Attaining a GED or high school diploma isn’t so much about a recruit’s education as much as it is used as a reliable predictor of whether they will complete their initial enlistment, Spoehr said, which means without this milestone in a recruit’s background, the Army would only have been trading one problem for another.

“That gets you more people in the front end, but then you lose them—you will lose a higher percentage due to attrition. And attrition is already a pretty significant factor in the Army,” he said.

A 2020 RAND study found that the Army had the highest attrition rate among the military services at 29.7 percent after the first 36 months of service. 

Spoehr is glad for the Army’s reversal, which he believes happened because of the amount of public comment and ridicule they received. He doubts they would have recruited a significant amount of eligible people.

So far, Pentagon officials have not publicly detailed why they believe recruitment is so rapidly plummeting. Over the past 20 years since the start of the post-9/11 wars, the Army has tried a variety of gimmicks and bonuses to reach its end strength goal. Historically, military recruitment tends to rise when jobs and the economy are down. But other factors such as race, economic status, the likelihood of combat danger, the rise of the private tech job sector, politics, and the reemergence to post-pandemic life have all challenged recruiters. During the height of the unpopular Iraq War, recruitment was falling so fast, especially among some minority groups, that Army recruiters lowered required ASVAB scores and allowed waivers for some recruits with low scores or other demerits, including minor criminal offenses. “In 2006, nearly one in five incoming soldiers did not have high school diplomas,” the Boston Globe reported in 2007.

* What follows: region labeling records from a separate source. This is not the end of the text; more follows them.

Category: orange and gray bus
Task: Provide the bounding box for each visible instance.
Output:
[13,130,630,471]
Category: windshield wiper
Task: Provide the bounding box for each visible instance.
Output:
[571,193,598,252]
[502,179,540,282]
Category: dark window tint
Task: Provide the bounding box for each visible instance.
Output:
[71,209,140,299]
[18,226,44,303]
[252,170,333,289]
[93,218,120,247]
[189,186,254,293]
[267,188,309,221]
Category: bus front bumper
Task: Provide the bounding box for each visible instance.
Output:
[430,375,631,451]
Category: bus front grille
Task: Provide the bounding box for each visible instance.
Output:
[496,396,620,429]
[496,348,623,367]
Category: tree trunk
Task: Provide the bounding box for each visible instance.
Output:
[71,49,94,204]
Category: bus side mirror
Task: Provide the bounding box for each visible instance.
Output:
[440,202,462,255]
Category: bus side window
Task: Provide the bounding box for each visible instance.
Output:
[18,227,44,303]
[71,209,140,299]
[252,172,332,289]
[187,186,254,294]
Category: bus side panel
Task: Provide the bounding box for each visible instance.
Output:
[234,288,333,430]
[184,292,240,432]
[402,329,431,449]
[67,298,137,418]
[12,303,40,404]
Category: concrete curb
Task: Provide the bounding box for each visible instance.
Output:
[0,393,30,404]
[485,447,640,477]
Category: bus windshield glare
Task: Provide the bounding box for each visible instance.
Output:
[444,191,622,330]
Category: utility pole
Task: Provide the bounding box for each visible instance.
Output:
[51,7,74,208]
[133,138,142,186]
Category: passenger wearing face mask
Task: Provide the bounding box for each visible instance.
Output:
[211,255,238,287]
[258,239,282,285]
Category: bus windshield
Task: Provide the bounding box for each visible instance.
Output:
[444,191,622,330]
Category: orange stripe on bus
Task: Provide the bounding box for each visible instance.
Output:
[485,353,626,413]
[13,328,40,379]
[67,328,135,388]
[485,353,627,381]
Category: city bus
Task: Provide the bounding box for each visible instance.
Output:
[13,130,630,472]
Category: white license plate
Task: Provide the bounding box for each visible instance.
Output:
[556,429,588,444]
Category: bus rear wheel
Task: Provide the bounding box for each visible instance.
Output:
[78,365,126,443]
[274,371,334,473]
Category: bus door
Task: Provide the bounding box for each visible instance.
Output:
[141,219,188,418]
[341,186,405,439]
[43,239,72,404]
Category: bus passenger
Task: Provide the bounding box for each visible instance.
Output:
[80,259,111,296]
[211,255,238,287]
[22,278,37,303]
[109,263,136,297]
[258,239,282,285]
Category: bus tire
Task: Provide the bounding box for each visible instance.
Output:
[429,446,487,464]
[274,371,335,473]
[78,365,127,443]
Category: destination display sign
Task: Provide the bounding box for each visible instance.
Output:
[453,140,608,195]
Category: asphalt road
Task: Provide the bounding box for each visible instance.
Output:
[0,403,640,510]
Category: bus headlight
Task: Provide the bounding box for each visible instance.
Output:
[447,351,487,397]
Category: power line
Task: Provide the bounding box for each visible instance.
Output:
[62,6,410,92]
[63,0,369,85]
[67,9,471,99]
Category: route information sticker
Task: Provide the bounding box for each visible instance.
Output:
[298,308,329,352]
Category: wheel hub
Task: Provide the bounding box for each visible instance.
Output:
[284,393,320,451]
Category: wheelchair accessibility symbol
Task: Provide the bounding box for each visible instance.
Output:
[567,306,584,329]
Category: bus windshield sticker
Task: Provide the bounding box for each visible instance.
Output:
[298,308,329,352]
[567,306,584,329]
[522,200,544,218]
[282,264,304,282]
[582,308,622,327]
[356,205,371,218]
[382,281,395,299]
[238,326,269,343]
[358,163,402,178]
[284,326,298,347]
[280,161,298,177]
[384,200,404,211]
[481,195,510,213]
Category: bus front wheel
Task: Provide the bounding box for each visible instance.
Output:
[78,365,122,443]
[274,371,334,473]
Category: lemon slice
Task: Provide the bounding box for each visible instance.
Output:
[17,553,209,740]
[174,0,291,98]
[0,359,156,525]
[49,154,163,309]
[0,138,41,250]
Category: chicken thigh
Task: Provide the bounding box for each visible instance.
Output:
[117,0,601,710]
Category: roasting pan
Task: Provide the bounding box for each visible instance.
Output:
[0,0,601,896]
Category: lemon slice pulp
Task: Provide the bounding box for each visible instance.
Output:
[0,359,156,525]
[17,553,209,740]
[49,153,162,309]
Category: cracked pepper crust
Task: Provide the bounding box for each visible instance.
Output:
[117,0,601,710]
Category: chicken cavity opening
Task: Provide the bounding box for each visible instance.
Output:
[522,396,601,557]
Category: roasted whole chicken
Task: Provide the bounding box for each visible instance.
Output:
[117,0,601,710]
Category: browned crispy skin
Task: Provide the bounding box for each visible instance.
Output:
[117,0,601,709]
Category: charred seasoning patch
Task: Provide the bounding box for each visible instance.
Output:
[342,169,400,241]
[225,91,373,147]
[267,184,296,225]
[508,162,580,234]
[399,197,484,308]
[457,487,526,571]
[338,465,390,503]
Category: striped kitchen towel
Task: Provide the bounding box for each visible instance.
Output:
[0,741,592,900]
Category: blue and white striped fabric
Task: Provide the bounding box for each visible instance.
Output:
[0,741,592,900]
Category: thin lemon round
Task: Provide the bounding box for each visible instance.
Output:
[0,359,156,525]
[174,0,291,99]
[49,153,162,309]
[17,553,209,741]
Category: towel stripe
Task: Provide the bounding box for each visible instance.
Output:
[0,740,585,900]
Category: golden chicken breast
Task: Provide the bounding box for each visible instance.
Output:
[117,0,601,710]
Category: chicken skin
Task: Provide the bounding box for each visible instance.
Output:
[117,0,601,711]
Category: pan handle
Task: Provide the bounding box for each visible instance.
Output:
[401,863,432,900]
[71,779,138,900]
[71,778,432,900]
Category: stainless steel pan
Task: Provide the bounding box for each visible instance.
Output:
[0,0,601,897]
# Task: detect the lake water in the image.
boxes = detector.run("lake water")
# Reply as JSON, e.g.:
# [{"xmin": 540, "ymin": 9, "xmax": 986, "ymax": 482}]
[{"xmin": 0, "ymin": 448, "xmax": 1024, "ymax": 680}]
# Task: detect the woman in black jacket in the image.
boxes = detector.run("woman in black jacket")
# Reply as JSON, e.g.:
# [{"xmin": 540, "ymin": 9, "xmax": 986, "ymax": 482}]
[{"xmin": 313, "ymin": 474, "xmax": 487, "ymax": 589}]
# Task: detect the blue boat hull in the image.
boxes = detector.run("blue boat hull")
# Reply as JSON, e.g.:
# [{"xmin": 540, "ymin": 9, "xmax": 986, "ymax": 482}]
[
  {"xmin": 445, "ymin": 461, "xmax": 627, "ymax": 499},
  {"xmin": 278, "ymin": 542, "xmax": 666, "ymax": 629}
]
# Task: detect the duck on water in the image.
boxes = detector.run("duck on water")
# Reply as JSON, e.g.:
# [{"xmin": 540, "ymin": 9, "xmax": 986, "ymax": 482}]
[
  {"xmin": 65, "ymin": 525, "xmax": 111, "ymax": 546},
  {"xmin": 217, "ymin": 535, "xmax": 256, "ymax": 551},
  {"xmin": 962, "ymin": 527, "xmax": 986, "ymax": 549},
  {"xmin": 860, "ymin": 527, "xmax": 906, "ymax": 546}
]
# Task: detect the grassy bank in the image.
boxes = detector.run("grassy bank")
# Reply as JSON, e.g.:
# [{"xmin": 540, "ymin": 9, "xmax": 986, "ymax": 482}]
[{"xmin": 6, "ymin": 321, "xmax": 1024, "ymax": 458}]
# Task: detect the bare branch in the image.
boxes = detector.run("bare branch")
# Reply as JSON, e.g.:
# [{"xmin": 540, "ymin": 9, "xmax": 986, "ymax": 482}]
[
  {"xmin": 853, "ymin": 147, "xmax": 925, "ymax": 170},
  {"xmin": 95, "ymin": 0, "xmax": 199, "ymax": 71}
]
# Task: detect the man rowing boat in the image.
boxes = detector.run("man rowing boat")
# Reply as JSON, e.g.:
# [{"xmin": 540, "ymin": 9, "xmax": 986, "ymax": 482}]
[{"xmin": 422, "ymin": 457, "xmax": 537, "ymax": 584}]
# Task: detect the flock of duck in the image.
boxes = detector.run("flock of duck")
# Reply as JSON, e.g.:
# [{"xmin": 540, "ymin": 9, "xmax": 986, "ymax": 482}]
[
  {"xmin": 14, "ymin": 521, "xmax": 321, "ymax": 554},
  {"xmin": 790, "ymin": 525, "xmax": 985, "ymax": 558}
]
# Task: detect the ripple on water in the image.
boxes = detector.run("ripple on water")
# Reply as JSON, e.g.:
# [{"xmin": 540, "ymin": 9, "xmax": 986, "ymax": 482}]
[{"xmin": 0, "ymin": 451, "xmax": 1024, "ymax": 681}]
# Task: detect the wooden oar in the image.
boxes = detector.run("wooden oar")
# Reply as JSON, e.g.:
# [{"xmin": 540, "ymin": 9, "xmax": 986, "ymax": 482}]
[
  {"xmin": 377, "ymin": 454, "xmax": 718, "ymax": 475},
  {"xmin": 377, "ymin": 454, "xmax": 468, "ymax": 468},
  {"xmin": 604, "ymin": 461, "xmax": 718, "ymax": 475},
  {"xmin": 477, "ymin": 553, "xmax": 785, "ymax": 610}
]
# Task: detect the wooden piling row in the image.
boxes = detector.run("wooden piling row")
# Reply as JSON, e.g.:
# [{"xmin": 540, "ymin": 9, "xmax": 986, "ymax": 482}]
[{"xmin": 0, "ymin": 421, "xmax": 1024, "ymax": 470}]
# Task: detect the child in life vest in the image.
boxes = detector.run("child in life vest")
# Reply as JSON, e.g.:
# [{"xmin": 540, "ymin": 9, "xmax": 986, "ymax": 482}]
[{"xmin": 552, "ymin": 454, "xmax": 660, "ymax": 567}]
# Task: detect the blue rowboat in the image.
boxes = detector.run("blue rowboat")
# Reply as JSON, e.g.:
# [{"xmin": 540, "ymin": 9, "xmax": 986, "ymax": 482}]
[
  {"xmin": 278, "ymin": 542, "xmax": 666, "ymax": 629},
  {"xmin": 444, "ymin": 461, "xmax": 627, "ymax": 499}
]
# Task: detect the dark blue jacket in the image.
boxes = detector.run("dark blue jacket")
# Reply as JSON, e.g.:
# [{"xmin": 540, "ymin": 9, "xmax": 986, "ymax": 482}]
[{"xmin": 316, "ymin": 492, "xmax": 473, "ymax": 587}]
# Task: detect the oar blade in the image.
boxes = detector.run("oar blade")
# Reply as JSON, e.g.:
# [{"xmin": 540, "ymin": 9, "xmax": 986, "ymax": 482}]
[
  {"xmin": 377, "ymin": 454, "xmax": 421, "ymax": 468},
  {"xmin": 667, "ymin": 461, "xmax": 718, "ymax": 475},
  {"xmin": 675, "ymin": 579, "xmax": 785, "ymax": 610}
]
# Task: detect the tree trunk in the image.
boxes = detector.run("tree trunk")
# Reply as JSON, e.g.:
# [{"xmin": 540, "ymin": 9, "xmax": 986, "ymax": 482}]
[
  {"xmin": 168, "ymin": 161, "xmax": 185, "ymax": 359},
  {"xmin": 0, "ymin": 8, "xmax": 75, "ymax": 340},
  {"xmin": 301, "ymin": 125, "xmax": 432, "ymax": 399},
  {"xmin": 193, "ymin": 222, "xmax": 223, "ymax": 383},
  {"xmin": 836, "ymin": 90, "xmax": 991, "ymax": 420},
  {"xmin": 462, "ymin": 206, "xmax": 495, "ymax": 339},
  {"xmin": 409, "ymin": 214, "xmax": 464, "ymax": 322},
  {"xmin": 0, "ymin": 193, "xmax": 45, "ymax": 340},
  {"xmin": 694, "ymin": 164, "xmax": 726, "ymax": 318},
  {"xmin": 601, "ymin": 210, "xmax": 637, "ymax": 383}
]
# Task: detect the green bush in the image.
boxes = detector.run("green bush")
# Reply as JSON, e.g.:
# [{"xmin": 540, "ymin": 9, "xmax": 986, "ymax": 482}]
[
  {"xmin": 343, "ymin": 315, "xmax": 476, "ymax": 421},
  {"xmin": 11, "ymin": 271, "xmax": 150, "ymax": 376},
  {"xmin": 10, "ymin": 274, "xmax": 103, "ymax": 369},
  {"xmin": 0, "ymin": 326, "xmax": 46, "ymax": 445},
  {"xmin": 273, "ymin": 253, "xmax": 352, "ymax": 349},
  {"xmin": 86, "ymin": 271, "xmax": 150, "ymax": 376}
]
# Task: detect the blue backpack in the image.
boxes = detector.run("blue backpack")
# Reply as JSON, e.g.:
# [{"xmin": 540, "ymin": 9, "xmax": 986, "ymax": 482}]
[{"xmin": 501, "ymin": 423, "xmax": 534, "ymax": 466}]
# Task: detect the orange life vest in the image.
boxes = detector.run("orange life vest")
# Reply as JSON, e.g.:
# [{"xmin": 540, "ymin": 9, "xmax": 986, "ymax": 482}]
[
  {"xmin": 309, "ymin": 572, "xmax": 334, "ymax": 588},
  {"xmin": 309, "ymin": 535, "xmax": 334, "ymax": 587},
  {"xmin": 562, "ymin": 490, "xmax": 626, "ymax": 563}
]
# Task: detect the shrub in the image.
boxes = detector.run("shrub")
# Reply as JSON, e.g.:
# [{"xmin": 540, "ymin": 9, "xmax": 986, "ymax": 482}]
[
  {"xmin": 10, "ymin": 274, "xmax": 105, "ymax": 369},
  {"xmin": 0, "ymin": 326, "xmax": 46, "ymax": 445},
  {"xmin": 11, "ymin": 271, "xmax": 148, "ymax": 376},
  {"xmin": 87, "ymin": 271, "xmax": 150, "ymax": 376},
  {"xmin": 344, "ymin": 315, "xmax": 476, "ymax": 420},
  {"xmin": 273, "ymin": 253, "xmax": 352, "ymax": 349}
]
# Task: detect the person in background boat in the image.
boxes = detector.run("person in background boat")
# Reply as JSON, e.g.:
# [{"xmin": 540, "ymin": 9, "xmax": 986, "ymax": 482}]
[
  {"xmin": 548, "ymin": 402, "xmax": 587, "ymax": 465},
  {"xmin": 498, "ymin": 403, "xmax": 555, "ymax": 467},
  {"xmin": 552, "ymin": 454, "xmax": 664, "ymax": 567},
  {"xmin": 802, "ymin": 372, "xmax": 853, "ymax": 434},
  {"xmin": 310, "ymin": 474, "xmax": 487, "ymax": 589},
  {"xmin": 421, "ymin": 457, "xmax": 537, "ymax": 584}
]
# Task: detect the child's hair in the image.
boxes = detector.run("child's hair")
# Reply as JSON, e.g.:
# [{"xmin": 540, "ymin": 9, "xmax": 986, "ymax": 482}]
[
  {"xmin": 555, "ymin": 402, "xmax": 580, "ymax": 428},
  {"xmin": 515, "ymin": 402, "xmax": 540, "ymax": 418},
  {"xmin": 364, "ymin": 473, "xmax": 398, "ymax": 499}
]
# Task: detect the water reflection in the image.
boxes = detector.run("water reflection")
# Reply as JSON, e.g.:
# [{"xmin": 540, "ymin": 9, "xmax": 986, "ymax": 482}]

An Army Recruiting Command fact sheet reviewing fiscal 2021 statistics described the current environment is the “most challenging labor market since the inception of the all-volunteer force,” which was created after the Vietnam War. About 71 percent of youth in America do not qualify for U.S. military service for several reasons, including obesity, misconduct, and aptitude. In fiscal year 2021, 94.2 percent of regular Army recruits had a high school diploma, with the remainder having a GED or state equivalent. About 62.2 percent scored above 50 on the ASVAB, just barely meeting the Defense Department’s requirement that at least 60 percent of the Army’s recruits do so.

Additionally, the Army has already kicked out more than 1,000 active duty soldiers for refusing the COVID-19 vaccine, and tens of thousands of unvaccinated Reserve and National Guard members will not be able to participate in drills or training after not meeting the vaccination deadline at the end of June. 

So far this year the Army has achieved almost 40 percent of its enlisted recruiting goal for fiscal year 2022, the Army spokesman said in an email, without providing specifics about what that goal is. Most of the service’s recruiting goals are met within the fourth quarter of the year, he said, after high school graduations have passed.

“Everyone I talk to says that 2023 is gonna be worse still, and on and on,” Spoehr said. “So there's no, like, pot of gold at the end of this rainbow. They’re gonna have to adapt their methods in order to survive.”